Questa fonte ha acquistato nuova luce dopo la recentissima proiezione
del documentario del regista Claude Lanzmann basato sull’intervista
a lui rilasciata da Murmelstein nel 1975 a Roma. In questo
documentario il protagonista aggiunge ulteriori particolari, giudizi
e, soprattutto, parla di sé nell’intento (verosimilmente) di
spiegare la sua posizione nel tentativo ammorbidire
la visione di quanti lo giudicavano aspramente.

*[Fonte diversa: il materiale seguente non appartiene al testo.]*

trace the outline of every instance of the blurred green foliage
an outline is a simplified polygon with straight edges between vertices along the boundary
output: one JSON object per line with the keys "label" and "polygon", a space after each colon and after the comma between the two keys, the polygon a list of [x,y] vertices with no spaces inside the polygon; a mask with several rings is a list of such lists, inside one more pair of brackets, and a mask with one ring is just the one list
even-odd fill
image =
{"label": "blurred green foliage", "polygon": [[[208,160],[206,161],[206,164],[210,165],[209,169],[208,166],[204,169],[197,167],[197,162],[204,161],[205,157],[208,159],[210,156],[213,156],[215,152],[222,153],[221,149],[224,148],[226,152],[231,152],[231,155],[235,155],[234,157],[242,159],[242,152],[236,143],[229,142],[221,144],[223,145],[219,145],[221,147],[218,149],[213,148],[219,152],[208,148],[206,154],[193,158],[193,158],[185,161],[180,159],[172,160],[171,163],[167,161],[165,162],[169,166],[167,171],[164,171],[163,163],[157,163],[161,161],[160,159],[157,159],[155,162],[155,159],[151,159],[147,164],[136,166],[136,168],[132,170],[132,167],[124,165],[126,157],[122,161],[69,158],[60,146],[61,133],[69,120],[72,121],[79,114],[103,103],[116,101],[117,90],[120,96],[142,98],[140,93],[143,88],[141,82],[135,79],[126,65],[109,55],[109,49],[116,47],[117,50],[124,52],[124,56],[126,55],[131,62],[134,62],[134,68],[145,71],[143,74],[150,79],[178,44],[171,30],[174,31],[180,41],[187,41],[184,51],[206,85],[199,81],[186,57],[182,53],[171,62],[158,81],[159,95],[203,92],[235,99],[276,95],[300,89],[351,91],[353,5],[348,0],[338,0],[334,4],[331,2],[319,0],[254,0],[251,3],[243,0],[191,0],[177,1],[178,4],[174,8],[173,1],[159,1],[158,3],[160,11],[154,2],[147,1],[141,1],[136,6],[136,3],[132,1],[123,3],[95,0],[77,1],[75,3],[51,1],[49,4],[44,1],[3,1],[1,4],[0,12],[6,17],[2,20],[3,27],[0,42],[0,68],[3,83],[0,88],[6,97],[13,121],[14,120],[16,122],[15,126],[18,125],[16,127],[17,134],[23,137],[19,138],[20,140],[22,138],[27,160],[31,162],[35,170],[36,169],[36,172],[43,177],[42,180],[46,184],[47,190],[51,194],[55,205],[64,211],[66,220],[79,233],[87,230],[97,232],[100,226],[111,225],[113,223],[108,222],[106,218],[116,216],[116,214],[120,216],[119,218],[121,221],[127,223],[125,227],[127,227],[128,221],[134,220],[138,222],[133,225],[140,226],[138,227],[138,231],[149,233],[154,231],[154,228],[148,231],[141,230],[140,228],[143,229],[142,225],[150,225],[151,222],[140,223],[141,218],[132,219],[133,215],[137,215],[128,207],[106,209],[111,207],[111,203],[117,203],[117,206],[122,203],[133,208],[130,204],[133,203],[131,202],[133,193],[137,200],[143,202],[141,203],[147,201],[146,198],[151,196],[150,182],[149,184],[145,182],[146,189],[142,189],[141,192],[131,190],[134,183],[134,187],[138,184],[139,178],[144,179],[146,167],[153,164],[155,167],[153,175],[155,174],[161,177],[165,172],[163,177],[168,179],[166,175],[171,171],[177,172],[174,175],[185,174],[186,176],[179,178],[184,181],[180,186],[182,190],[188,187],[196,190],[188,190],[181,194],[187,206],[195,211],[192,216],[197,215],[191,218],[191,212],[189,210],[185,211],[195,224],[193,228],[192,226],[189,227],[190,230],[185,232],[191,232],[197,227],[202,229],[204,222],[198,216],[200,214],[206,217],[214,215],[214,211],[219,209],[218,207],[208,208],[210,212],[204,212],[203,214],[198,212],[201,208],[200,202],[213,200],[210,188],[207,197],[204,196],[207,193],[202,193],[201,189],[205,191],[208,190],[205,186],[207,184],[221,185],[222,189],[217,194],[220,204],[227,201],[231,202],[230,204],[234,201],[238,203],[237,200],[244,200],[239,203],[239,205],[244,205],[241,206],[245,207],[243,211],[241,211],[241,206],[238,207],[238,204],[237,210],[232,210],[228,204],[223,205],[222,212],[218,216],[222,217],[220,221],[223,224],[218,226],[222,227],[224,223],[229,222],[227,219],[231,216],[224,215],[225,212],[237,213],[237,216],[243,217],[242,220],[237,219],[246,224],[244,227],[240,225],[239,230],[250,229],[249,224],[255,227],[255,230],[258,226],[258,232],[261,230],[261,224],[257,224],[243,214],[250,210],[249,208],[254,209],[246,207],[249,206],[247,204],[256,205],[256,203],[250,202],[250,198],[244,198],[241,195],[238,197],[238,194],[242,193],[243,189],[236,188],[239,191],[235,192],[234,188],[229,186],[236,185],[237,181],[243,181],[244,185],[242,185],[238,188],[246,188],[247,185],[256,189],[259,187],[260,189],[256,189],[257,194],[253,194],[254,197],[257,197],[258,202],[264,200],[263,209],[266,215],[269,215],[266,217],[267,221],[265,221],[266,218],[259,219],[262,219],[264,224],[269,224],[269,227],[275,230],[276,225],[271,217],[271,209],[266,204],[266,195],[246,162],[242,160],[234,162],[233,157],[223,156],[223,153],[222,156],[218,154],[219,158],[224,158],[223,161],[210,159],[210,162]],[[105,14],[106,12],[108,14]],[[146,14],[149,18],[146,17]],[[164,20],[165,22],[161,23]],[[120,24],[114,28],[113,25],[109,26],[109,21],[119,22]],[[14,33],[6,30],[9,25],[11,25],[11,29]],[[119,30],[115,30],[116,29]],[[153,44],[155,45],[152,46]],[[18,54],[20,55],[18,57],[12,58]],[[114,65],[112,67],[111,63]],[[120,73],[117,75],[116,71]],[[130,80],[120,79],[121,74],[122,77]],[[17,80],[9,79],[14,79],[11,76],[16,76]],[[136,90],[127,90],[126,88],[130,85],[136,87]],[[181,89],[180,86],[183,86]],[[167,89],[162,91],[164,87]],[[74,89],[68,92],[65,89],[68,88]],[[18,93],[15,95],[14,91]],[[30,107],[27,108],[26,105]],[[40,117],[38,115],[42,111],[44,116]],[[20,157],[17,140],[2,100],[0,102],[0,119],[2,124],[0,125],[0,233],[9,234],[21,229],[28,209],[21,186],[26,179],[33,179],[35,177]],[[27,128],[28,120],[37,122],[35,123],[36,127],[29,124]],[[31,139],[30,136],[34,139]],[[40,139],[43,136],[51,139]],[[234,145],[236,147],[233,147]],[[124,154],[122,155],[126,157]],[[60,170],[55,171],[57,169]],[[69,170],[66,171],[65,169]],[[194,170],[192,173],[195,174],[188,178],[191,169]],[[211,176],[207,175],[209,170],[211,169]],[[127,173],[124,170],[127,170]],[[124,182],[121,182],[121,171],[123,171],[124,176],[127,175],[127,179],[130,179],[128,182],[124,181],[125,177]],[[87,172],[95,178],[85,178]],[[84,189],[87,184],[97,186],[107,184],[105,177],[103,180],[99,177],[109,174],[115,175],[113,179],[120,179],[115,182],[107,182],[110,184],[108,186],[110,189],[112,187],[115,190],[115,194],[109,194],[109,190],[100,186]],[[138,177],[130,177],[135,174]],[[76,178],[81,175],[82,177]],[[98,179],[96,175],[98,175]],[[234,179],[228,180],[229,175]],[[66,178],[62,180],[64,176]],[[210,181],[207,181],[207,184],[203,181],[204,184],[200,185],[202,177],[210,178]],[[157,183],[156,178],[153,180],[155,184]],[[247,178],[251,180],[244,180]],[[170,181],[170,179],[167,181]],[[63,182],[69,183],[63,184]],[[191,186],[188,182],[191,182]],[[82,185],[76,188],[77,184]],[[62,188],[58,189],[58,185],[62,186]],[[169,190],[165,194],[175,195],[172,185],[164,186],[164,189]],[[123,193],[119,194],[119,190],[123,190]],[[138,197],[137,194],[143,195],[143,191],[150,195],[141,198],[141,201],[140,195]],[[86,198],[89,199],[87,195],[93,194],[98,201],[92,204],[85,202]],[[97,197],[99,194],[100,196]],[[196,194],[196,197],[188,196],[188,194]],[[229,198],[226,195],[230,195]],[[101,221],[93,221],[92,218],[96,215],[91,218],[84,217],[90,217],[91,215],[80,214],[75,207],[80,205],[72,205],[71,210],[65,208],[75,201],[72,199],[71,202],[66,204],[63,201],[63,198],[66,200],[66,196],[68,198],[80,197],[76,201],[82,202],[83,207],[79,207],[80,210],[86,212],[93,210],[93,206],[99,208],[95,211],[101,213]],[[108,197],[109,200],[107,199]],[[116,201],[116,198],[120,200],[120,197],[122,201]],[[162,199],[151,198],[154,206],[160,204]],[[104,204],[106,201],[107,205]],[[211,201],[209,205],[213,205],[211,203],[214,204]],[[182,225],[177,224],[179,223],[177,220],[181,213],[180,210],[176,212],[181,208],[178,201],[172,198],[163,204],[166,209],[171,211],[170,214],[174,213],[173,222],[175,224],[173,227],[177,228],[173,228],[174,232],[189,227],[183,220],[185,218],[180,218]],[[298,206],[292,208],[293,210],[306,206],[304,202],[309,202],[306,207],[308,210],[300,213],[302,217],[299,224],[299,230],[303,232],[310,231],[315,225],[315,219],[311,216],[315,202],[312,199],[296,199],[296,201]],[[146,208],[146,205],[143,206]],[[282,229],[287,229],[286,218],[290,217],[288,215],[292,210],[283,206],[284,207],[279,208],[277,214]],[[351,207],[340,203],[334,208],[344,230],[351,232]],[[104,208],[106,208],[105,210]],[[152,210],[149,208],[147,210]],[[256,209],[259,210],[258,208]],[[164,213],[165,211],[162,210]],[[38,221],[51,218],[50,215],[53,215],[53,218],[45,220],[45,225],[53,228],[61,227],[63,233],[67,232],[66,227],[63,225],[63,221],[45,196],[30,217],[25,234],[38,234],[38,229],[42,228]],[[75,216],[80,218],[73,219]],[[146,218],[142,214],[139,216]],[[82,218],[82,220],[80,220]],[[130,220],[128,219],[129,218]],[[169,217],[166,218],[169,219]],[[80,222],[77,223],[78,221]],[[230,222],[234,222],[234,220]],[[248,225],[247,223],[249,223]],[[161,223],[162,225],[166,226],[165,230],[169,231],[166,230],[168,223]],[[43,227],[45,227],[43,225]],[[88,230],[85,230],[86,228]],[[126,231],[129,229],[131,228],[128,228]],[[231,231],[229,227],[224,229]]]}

Nei suoi racconti
mette in luce, senza filtri, il terribile dilemma di fronte al quale,
suo malgrado, era stato posto: salvare il ghetto, e quindi la vita
quantomeno di una parte dei suoi abitanti a spese dell’altra parte,
oppure non eseguire gli ordini lasciando che tutto fosse distrutto.

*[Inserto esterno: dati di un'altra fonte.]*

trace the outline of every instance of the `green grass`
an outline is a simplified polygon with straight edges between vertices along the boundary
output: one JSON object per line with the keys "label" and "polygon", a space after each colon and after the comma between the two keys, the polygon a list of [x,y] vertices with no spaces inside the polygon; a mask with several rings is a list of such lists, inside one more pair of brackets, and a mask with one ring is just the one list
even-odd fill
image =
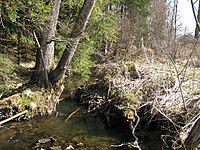
{"label": "green grass", "polygon": [[0,54],[0,72],[13,74],[15,71],[13,61],[5,54]]}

Dalla sua testimonianza, inoltre, emerge, anche con evidenza, il
conflitto interno ai nazisti fra quanti erano interessati, in vista
della sconfitta, a trattare con gli Alleati usando la vita degli
ebrei come ostaggio e quanti, al contrario, volevano la loro
eliminazione totale.
Mulmelstein,
che nel dopoguerra fu imprigionato dai comunisti cechi, processato
con l’accusa di aver collaborato coi nazisti e poi assolto (anche
se le accuse di collaborazionismo mosse dalla comunità ebraica lo
segnarono a vita nonostante l’esito del processo) si è stabilito
nel 1947 a Roma dove morì nel 1989 dopo lunghe sofferenze e dove gli
fu negato il
diritto ad una tomba nel cimitero ebraico della capitale. A porre
seccamente il veto fu l’allora rabbino capo Elio Toaff, che
già nel 1983 gli aveva negato l’iscrizione alla Comunità, il
quale vietò addirittura al figlio di recitare in Sinagoga la
preghiera in ricordo del padre, perché avesse “parte del mondo
futuro”. Una posizione, quella di Toaff,
motivata sulla base di tutte le informazioni negative sul conto di
Murmelstein,
una tra tutte proprio quella di essere
stato l’unico jewish
elder di Tereniz
– definizione nazista – ad
essere
sopravvissuto a differenza dei suoi sfortunati predecessori (Jacob
Edelstein e Paul Eppstein) che furono giustiziati dai nazisti di
fronte alle mogli e ai figli. Murmelstein, da allora apostrofato con
l’epiteto di “Murmelschwein” il collaborazionista, rimane nella
memoria come il kapò di quella città che “Hitler
aveva donato agli ebrei”
e sulla quale aveva costruito un modello di ghetto per ingannare il
mondo.
Ad
offuscare ancora di più la sua figura anche quel suo passato che,
parrebbe, sia stato caratterizzato da una collaborazione con Adolf
Eichmann che incaricò il rabbino di deportare gli ebrei di Vienna
verso il ghetto cecoslovacco, e dall’avergli impartito lezioni di
ebraico.
Secondo
alcuni Murmelstein, invece, fu uomo pragmatico, temerario, capace di
far leva sui punti deboli dei suoi carnefici, su quei nazisti che
avrebbero voluto fare di lui un burattino che egli aveva finto di
essere per poter meglio giocarli, fino a sfruttare la cupidigia di
Eichmann per i soldi riuscendo a patteggiare per far emigrare da
Terezin ben 121.000 ebrei.
Oggi,
quindi, far luce sulla figura storica di Murmelstein significa
parlare di giustizia della memoria, per riabilitare colui a cui –
lo ricordiamo – fu negata una tomba al cimitero ebraico di Roma. Di
questo avviso è Lanzmann il quale sostiene che Murmelstein non è
stato un traditore, ma un eroe, perché seppur costretto a
sacrificare centinaia di ebrei, fu capace di salvarne molte migliaia
sottraendoli ad una morte sicura e, inoltre, che differenza di chi
prese la via dell’esilio, rimase al fianco del popolo ebraico, fino
all’ultimo. Secondo Lanzmann la lezione da trarre da questa vicenda
è quella secondo cui «in
determinate situazioni non esiste altro comportamento che
l’obbedienza e che ogni tipo di resistenza diventa inutile»
.
In
sostanza, appare chiaro che la grande colpa di Murmelstein, che
ricordiamo fu assolto da i tribunali dai quali fu chiamato ad essere
giudicato, sia stata quella di sopravvivere.
È forse arrivato il momento che sia assolto anche dalla storia.